Evaluating AI Scribes in Mental Health: Accuracy Across Cultures and Accents
Adeem Tahir, Michael SeneviratneAims:
The NHS Long Term Plan advocates for ambient voice technology (AVT) tools to alleviate administrative burden and improve patient access. However, psychiatric assessment relies heavily on linguistic nuance in culturally diverse presentations. Moreover, accent diversity may affect AVT speech recognition. This raises concerns about inaccurate records and the widening of health inequalities.
This study aims to evaluate the accuracy of three NHS-approved AVT tools–Company A, B, and C–in summarising psychiatric consultations across diverse cultural presentations and accents.
Methods:
We evaluated three AVTs using test scripts (n=3) simulating depression, dementia, and psychosis. The study included:
1. Cultural Test: Scripts adjusted for British, Nigerian, Pakistani, and Polish presentations using standardised controlled speakers.

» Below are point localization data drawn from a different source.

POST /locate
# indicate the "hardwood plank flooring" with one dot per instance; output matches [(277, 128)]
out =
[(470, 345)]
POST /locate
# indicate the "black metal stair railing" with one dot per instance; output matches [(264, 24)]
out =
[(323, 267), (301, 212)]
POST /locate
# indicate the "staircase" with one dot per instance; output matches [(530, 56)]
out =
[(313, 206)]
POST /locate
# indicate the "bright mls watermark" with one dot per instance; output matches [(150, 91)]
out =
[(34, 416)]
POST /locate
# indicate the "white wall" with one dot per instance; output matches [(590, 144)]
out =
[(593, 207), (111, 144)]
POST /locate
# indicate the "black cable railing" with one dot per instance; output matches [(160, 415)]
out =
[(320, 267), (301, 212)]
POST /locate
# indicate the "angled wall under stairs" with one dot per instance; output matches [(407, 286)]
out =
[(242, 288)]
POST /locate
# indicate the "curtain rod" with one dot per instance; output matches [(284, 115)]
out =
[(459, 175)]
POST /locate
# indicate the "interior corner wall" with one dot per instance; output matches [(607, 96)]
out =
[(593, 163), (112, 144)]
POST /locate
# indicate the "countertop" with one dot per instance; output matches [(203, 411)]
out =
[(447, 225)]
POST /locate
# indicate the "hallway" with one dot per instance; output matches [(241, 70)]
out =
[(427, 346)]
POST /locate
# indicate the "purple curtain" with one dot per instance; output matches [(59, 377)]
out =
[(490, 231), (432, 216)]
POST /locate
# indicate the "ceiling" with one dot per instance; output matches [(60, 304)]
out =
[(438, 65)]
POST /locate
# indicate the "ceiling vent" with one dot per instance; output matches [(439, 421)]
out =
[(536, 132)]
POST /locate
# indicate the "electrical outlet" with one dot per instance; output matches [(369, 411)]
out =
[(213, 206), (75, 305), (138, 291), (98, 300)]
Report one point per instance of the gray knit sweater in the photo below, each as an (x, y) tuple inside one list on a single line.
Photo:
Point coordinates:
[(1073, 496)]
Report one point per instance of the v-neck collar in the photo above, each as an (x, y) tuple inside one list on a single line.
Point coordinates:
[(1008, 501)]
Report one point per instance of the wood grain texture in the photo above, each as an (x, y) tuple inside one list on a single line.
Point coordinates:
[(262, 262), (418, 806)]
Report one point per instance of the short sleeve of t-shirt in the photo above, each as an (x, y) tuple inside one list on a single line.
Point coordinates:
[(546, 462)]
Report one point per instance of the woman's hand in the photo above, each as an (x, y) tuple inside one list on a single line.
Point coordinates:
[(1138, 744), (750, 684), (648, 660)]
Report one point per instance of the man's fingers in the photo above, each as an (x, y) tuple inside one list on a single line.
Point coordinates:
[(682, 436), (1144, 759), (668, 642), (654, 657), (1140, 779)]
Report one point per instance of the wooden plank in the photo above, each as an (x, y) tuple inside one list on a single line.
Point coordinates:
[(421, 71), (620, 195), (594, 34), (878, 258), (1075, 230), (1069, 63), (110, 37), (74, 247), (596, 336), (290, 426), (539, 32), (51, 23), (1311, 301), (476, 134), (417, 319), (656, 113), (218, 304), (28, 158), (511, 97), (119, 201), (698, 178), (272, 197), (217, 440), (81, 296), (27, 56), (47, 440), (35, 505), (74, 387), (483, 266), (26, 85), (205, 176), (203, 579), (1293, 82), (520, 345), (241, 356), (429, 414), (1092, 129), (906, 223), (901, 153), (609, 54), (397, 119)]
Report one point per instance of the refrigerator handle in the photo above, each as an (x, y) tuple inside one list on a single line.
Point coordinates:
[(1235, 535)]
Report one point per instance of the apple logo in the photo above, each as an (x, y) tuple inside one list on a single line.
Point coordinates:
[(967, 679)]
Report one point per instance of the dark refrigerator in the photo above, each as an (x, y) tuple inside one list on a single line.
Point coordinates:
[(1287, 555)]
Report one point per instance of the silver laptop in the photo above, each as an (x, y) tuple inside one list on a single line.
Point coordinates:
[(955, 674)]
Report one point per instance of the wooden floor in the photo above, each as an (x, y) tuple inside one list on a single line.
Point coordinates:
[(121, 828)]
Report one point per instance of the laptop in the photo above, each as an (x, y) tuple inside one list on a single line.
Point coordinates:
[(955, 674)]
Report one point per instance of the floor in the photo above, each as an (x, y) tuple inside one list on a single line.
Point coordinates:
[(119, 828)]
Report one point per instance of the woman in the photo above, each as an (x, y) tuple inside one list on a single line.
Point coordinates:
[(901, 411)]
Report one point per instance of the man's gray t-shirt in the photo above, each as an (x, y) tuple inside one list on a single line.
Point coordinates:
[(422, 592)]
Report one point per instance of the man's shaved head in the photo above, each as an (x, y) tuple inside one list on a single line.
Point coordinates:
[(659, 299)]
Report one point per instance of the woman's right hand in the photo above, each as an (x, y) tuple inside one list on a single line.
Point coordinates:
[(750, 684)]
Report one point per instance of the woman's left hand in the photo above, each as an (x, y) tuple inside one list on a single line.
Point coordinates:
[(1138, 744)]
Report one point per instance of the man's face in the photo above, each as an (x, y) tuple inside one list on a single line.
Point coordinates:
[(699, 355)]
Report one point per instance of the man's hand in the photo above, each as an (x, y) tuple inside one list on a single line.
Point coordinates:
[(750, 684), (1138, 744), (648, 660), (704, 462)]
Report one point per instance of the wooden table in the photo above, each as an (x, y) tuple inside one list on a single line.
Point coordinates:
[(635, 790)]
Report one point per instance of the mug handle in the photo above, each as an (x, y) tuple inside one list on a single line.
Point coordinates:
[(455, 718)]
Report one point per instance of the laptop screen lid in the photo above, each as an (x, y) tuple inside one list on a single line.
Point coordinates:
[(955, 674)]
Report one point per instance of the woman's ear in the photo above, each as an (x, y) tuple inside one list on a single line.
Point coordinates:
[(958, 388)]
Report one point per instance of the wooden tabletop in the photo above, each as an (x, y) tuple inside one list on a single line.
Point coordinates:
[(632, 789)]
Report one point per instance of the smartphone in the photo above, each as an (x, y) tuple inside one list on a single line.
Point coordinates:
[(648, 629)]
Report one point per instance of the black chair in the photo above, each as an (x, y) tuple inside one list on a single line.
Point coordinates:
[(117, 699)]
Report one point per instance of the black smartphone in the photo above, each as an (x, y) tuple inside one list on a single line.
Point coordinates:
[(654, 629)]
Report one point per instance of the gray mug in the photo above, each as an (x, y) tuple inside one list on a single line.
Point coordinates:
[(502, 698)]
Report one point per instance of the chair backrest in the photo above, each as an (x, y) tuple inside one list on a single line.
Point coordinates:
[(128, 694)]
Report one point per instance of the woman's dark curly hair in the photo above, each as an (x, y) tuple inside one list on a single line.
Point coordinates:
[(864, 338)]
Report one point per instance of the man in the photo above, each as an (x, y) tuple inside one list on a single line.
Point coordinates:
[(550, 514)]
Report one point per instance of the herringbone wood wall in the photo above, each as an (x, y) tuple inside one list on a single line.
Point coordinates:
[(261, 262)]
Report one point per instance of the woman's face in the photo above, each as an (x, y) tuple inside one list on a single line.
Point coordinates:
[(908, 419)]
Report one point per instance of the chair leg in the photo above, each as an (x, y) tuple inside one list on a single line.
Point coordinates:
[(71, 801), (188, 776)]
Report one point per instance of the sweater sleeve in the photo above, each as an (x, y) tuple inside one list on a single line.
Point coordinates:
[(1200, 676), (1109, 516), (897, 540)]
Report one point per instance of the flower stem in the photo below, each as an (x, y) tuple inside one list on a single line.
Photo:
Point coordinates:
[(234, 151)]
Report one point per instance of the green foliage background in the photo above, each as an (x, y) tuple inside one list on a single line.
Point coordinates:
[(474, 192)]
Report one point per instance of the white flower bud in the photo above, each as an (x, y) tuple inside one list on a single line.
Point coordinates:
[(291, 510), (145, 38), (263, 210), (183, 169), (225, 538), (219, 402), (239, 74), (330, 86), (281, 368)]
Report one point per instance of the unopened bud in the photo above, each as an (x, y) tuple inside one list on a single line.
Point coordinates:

2. Accent Test: Participants (n=9) with diverse UK and international accents reading identical scripts.
3. Output summaries were evaluated against a gold-standard checklist. Errors were classified as ‘missing/incomplete’, ‘incorrect/misleading’, or ‘hallucination’ (information not stated in the script).
Results:
Data are presented as mean accuracy [95% CI].
Cultural test: Company B demonstrated the highest stability: British 85% [83–87], Polish 85% [78–91], Nigerian 81% [74–88], and Pakistani 79% [72–86]. Company A displayed some variability, performing better on Nigerian 76% [69–82] and Pakistani 75% [63–86] scripts than on British 65% [43–87] and Polish 61% [34–89]. Company C consistently underperformed, ranging from British 58% [41–75] to Nigerian 56% [40–72].
Accent test: Performance was notably more stable. Company B remained stable across local (South England 84% [79–89]) and international (Spanish 80% [76–84]) speakers. Company A peaked in South England 82% [78–86] but degraded for Nigerian 69% [60–78]. Company C generally mirrored this stability (e.g. Romanian 78% [68–88]) but suffered a technical speech recognition failure for the South England accent (19% [14–23]).
Error distribution per tool: Missing/incomplete errors (>92%) dominated across all tools; 98.1% of Company A’s errors were missing/incomplete, with minimal hallucinations (1%). Company B and Company C showed higher rates of active error: Company C recorded the highest percentage of both hallucinations (2.3%) and incorrect/misleading data (5.4%), followed by Company B (1.7% and 4.7%, respectively).
Conclusion:
No statistically significant difference was found in overall accuracy acrosscultures or accents; however, Company B produced the most consistent summaries, while Company C produced the least. Limitations include small sample size, limited representation, and simulation design. Although seemingly robust across cultures/accents, incomplete summaries highlight the need for human oversight in clinical use. Future work must assess these tools in larger, live clinical settings to ensure safety for diverse populations.